Each year since 1951, young researchers and Nobel laureates have gathered on the shores of Lake Constance for a unique scientific conference. In 2009 the meeting was dedicated to chemistry, and laureates and students all came away enriched by their experiences. Martin Chalfie, one of the three recipients of the 2008 Nobel prize in Chemistry, reports what they learned from each other in the November issue of Nature Chemistry (1, 586-587; 2009) He writes:
“From their reading or from simply listening to my talk, the students generated a large number of fascinating questions. They wanted to know details of the experiments and they wanted to discuss potential future experiments. Conclusions about my research that had taken me years to realize (and which I have not written about or described in my talk) were instantly suggested by several of the students at the session. Seeing their excitement and quickness was humbling, but also invigorating.

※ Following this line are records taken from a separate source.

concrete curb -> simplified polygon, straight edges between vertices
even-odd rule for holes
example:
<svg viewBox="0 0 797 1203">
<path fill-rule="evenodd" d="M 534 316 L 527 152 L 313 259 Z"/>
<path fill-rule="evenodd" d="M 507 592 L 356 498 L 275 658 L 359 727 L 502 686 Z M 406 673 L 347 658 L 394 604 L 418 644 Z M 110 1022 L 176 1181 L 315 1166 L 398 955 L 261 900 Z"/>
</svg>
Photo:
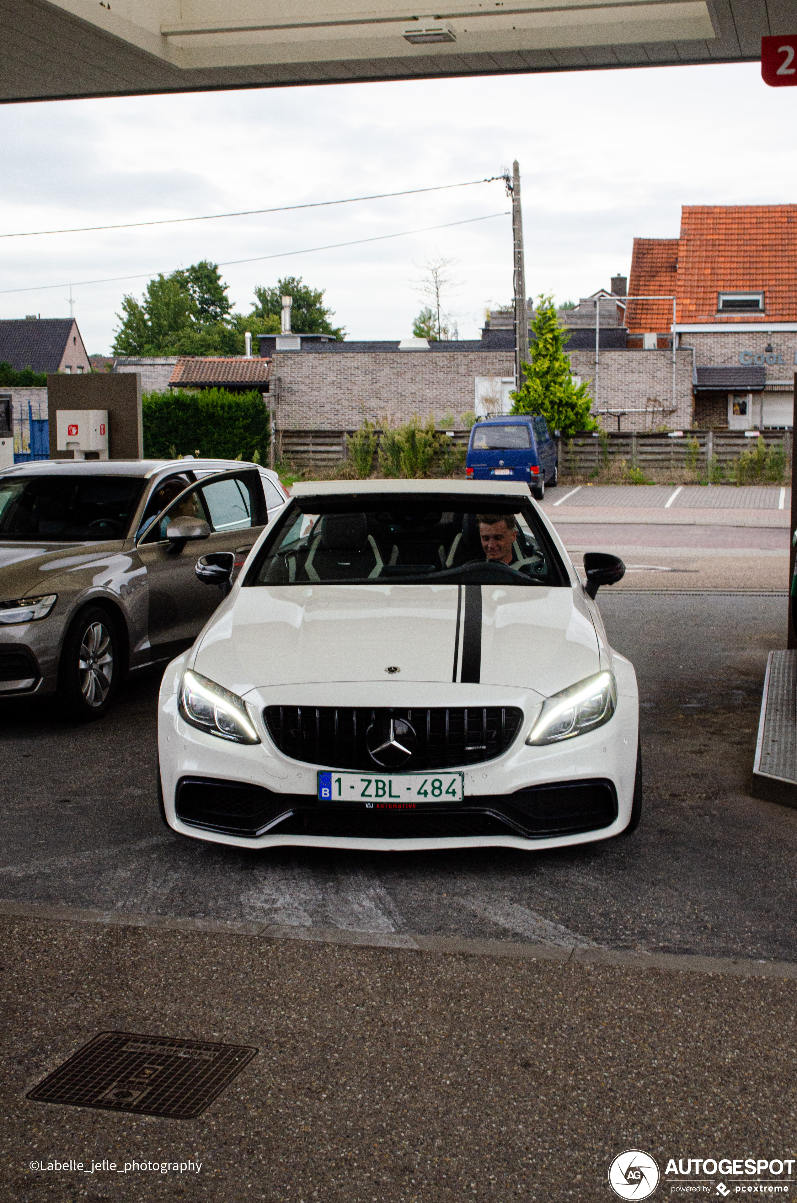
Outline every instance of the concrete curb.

The meeting allowed the students (as well as the laureates) to broaden their horizons, to have a chance to meet, exchange ideas, and learn about new areas of research from investigators from all over the world (the conference participants came from 67 different countries). The word ‘exchange’ is important here, because I don’t believe that the real benefits were associated with hearing advice from a bunch of older scientists who had been fortunate enough to get some recognition for their work.” The meeting’s significance is “the acknowledgement it gives to young scientists, especially at a time when they do not get much recognition, that they are on their way to succeeding in science, and that we think that they are important. Although they really do not need any seal of approval, everyone likes to get the occasional pat on the back.”
In a companion article in the same issue of Nature Chemistry (1, 587-590; 2009), Jeffrey R. Lancaster, a fourth-year graduate student in the Department of Chemistry, Columbia University, looks back at what he got out of the Lindau meeting: “two subtle points have ultimately distinguished the Lindau meeting for me as a unique event of which I was honoured to have been a part.
First, conversation and the sharing of ideas were fostered not solely between scientists with comparable levels of experience, but also across scientific generations and geographies. I had worthwhile discussions with my peers from Australia, China, India, the Netherlands, Poland and Spain (to name but a few), and was able to speak to scientists at various stages of their careers, from undergraduate to graduate students, postdocs, professors, governmental scientists and, of course, Nobel laureates. Second, the activities pursued by scientists outside of publishable, academic research also featured prominently at the meeting. That scientists might have a life apart from, and in addition to, their research is most often a topic best reserved for conference happy hours, not keynote addresses.”